Andrea Castro
Recuerdos y colores
En su estudio de Marratxí la artista Andrea Castro (Palma, 1987) da forma a su universo de retratos e historias enigmáticas.
texto Juan Ignacio Orúe
fotografía Íñigo Vega
La luz de la mañana entra abundante por las ventanas del amplio estudio de paredes blancas y suelo de madera que Andrea Castro ocupa desde hace tres meses. “Cuando empiezo a pintar en este lugar me quedo embobada. Este estudio ha cambiado mi manera de trabajar. De pronto me paro y miro a mi alrededor y digo: ¡qué bonito es todo, qué precioso, qué maravilla! Hasta que al cabo de un rato me centro y vuelvo a pintar”.
Desde niña Andrea quiso ser artista. Así era feliz, en su mundo, imaginando cosas. Cuando no estaba dibujando escalaba por los árboles y atrapaba mariposas, que luego liberaba en su habitación.
A los 11 años, una amiga del colegio le transmitió la pasión por dibujar manga, el comic japonés, logrando que Andrea se convirtiera en una lectora compulsiva y coleccionista de este género. A los 14 años tomó clases con Begoña Riba, donde aprendió, probó y experimentó varias técnicas durante ocho años. También asistió a la academia del pintor Pascual de Cabo.

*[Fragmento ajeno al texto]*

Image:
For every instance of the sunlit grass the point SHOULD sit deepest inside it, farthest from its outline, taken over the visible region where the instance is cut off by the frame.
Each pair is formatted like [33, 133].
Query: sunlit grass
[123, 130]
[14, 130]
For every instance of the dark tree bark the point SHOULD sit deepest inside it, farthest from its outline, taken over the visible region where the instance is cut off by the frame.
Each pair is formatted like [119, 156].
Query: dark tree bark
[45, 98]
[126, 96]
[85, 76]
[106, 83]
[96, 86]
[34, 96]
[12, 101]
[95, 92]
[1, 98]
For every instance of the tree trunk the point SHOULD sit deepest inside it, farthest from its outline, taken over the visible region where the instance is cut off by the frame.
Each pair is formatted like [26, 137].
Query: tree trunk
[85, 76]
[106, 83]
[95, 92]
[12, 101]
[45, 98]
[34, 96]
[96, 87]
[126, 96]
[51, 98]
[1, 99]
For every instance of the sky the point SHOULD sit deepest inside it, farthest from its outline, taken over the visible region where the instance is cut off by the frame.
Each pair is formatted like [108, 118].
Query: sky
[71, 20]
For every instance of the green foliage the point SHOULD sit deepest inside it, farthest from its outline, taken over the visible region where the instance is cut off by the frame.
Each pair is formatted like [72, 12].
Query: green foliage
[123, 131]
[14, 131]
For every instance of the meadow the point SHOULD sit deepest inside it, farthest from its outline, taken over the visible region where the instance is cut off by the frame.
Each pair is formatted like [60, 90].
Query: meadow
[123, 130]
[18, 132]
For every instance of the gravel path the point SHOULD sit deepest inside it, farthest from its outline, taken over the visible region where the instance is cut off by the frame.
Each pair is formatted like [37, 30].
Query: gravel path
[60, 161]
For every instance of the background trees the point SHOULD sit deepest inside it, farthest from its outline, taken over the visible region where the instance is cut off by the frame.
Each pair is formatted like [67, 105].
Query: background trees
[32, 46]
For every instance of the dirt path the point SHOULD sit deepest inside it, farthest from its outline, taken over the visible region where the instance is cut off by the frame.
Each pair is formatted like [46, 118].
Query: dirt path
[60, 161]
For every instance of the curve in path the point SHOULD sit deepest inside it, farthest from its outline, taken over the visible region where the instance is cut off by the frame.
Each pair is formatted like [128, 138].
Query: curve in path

“Dibujo retratos porque la piel tiene un montón de gamas de colores y es súper interesante. En la piel hay un poco de azul, de rojo, de amarillo, parte de blanco... Me gusta que los cuadros tengan un punto enigmático. Son como recuerdos de algo que no existe. Recuerdos de historias que tal vez le han sucedido a otra persona”.
Sus pinturas son expresivas y figurativas. Ahora está enfocada en sus dos últimas colecciones, Floral y Personas extrañas, que vende en su página web y en galerías de arte interactivas desde finales de 2014. “Invento una historia para cada cuadro, historias un poco macabras. A veces me pregunto: ¿Cuántas veces me habré cruzado a un asesino por la calle?”
Su serie de retratos más intervenidos, con pinceladas por encima de los rostros, es una influencia de su admirado Francis Bacon, según ella misma reconoce. También la inspiran el artista estadounidense Winston Chmielinski y la canadiense Erin Loree, por sus obras abstractas y el modo que tienen de utilizar los colores.
Antes de mudarse a este estudio dibujaba en su casa, un espacio mucho más reducido, siempre con el miedo de manchar el suelo y las paredes. “El nuevo espacio me permite trabajar en varias obras a la vez y saltar de una a otra cuando siento que me atasco”, dice.
El amor por el comic y por Japón perduran en el espíritu inquieto de Andrea. Cada día dedica un tiempo a mirar series de animé junto a David, su marido, y en el estudio canta mientras se inspira y pinta.
“Tengo el mejor trabajo del mundo. Puedo crear historias y personajes, una mezcla de lo que ya hacía de niña con los cómics”.
“Dependiendo del tamaño del lienzo, puedo estar trabajando en una obra desde una mañana hasta un mes entero. Cuando alguien la compra es cuando realmente me siento validada”.
“Una vez tuve un pensamiento de lo más idiota: no quiero trabajar de lo que más me gusta –me dije– porque si no lo podría acabar odiando. A lo que una persona me contestó: ya, y yo quiero vivir en una casa de campo con piscina, pero como no sé si me gustará, me voy a quedar en mi pisito de 60 metros cuadrados”.
Moraleja: “Siempre hay que seguir el deseo, claro”, dice Andrea, mientras pinta sin dejar de sonreír.